Conheça a proposta da escala 7X0 do senador Rogério Marinho

Algumas considerações sobre a Proposta de Emenda à Constituição 12/2026, chamada de PEC 12 – do “TRABALHO FLEXÍVEL”, do Senador Rogério Marinho do PL

Por Francisco Alano*

A proposta do Senador Rogério Marinho, significa o golpe do século contra os trabalhadores.

A PEC possibilita a negociação de acordo individual entre empregado e empregador, podendo o empregado optar entre o regime CLT ou a contratação de jornada de trabalho flexível com remuneração por hora trabalhada. Nós sabemos o “poder de barganha” que tem o empregado frente ao patrão, e portanto, já sabemos o resultado que vai dar.

A proposta é um espelho da legislação empregada pelo empresariado americano na relação das empresas com seus trabalhadores.

Na legislação americana, a jornada de trabalho é flexível e a remuneração é por hora trabalhada. O direito ao repouso semanal remunerado, férias, décimo terceiro salário, FGTS, escala de trabalho, jornada máxima de trabalho diária e semanal simplesmente não existem. Esta PEC tem exatamente este objetivo. É só uma questão de tempo.

A institucionalização da pactuação individual de jornada flexível, com remuneração por hora trabalhada, converte o teto de jornada máxima de trabalho diária e semanal, em referência meramente formal.

Qualquer dia da semana passa ter o mesmo valor, seja dia normal de trabalho, seja domingo ou feriado.
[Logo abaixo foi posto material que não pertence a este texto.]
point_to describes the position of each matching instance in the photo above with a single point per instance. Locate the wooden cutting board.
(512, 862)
Trabalhou ganhou, não trabalhou não ganha nada.

Deixa de existir o pagamento da hora extra com remuneração superior ao da hora normal, pois não haverá limite de jornada de trabalho ou de horas trabalhadas.

Os empresários querem transformar todos os trabalhadores, Independente de atividade ou categoria, em meros trabalhadores tipo sistema Uber ou Motoboy, sem jornada de trabalho pré-estabelecida, tendo o empregado que trabalhar a exaustão, para ter uma remuneração insignificante no final do mês.
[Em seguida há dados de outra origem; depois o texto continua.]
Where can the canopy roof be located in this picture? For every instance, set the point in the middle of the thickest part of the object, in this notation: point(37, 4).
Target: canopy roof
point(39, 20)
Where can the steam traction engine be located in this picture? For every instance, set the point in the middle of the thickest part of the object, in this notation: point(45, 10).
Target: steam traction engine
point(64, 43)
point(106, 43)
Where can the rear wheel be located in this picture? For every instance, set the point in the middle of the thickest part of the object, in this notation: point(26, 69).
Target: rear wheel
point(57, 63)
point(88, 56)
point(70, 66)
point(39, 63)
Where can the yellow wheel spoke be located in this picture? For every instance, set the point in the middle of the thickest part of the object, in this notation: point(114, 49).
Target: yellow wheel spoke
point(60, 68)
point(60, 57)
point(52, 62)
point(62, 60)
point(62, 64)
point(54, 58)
Se os empresários estivessem bem intencionados, não precisaria mais esta PEC, era só aplicar a legislação do trabalho intermitente.
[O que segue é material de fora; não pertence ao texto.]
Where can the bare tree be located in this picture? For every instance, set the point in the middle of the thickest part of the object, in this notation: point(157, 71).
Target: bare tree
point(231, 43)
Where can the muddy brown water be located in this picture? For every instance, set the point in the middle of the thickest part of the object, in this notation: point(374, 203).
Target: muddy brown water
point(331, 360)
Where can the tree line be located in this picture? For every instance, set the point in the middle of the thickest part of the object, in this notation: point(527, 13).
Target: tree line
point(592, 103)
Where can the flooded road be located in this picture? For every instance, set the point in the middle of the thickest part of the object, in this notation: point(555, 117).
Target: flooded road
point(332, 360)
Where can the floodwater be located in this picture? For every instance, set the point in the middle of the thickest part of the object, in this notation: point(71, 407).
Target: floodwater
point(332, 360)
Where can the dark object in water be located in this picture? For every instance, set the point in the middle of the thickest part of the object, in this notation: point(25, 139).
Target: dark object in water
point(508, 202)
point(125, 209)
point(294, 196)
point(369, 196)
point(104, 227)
Com uma PEC parecendo despretensiosa e inocente, os empresários do nosso capitalismo selvagem, jogam por terra muitas lutas de anos do movimento sindical, pela redução da jornada de trabalho e pelo fim da escala de trabalho de 6×1.

As Confederações Nacional da Agricultura, do Comércio, da Indústria, do Transporte e Federação das Indústrias do Estado de São Paulo e em torno de 1.500 associações e sindicatos patronais de todas as categorias e de todos os estados do Brasil, que encabeçam o MOVIMENTO PRÓ-BRASIL, publicaram um manifesto nos principais jornais do Brasil, com o título “UMA CARTA PARA O BRASIL QUE ACORDA CEDO”, defendendo de forma enganosa de que esta PEC moderniza o trabalho, torna a jornada de trabalho flexível e estabelece que o brasileiro pode escolher o seu próprio caminho.

O movimento sindical e os trabalhadores são chamados mais uma vez para combater este novo golpe que está a caminho contra a classe trabalhadora.